Search code examples
c#stringstring-comparison

How does .NET compare strings exactly?


How does string comparison work exactly? -this is something I've wondered for a while.

  • Does C# check the length of each string before checking each character?
  • Or does it start looping through and comparing each character individually first?
  • Does it continue checking each character even if one character is different, or does it stop after one character is found to be different?
  • Or does it not even loop through each character directly?

I know it's a very open-ended bunch of questions but it's something that I haven't been able to find any answers for.

Any answers are appreciated, as well as docs. Cheers!


Solution

  • Based on this https://referencesource.microsoft.com/#mscorlib/system/string.cs,11648d2d83718c5e.
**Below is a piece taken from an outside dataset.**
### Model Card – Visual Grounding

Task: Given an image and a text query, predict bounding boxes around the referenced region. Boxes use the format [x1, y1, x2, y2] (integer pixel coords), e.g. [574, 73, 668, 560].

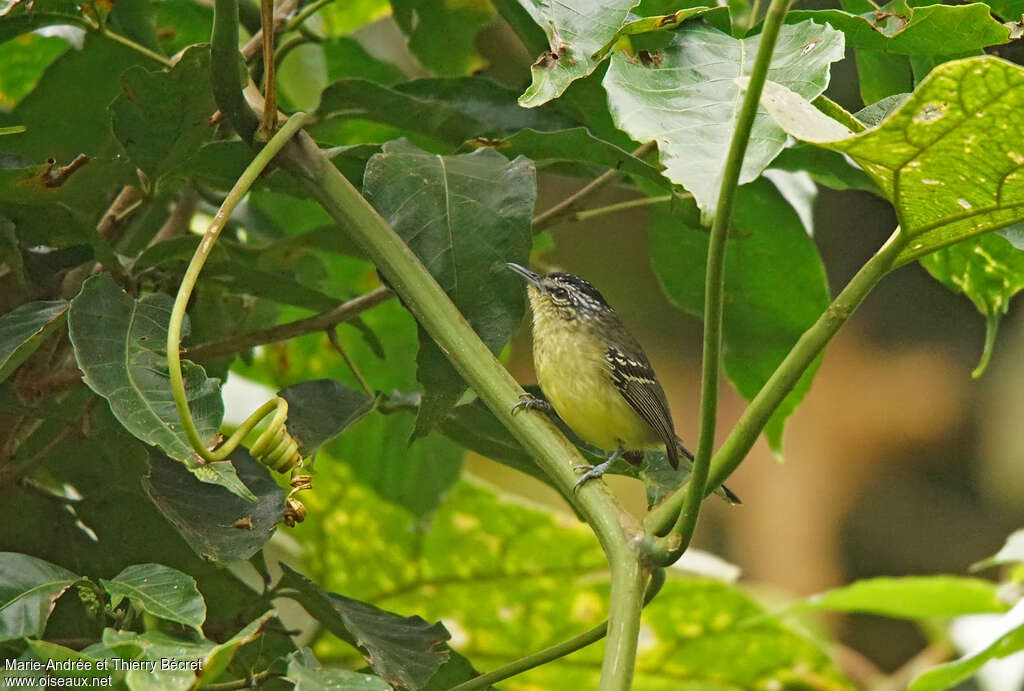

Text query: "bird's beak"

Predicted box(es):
[505, 262, 541, 290]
Yes, it does check for length first.

        // Determines whether two strings match.
        [ReliabilityContract(Consistency.WillNotCorruptState, Cer.MayFail)]
        public override bool Equals(Object obj) {
            if (this == null)                        //this is necessary to guard against reverse-pinvokes and
                throw new NullReferenceException();  //other callers who do not use the callvirt instruction
    
            String str = obj as String;
            if (str == null)
                return false;
    
            if (Object.ReferenceEquals(this, obj))
                return true;
    
            if (this.Length != str.Length)
                return false;
    
            return EqualsHelper(this, str);
        }
    
        [System.Security.SecuritySafeCritical]  // auto-generated
        [ReliabilityContract(Consistency.WillNotCorruptState, Cer.MayFail)]
        private unsafe static bool EqualsHelper(String strA, String strB)
        {
            Contract.Requires(strA != null);
            Contract.Requires(strB != null);
            Contract.Requires(strA.Length == strB.Length);
    
            int length = strA.Length;
    
            fixed (char* ap = &strA.m_firstChar) fixed (char* bp = &strB.m_firstChar)
            {
                char* a = ap;
                char* b = bp;
    
                // unroll the loop
    #if AMD64
                // for AMD64 bit platform we unroll by 12 and
                // check 3 qword at a time. This is less code
                // than the 32 bit case and is shorter
                // pathlength
    
                while (length >= 12)
                {
                    if (*(long*)a     != *(long*)b) return false;
                    if (*(long*)(a+4) != *(long*)(b+4)) return false;
                    if (*(long*)(a+8) != *(long*)(b+8)) return false;
                    a += 12; b += 12; length -= 12;
                }
    #else
                while (length >= 10)
                {
                    if (*(int*)a != *(int*)b) return false;
                    if (*(int*)(a+2) != *(int*)(b+2)) return false;
                    if (*(int*)(a+4) != *(int*)(b+4)) return false;
                    if (*(int*)(a+6) != *(int*)(b+6)) return false;
                    if (*(int*)(a+8) != *(int*)(b+8)) return false;
                    a += 10; b += 10; length -= 10;
                }
    #endif
    
                // This depends on the fact that the String objects are
                // always zero terminated and that the terminating zero is not included
                // in the length. For odd string sizes, the last compare will include
                // the zero terminator.
                while (length > 0) 
                {
                    if (*(int*)a != *(int*)b) break;
                    a += 2; b += 2; length -= 2;
                }
    
                return (length <= 0);
            }
        }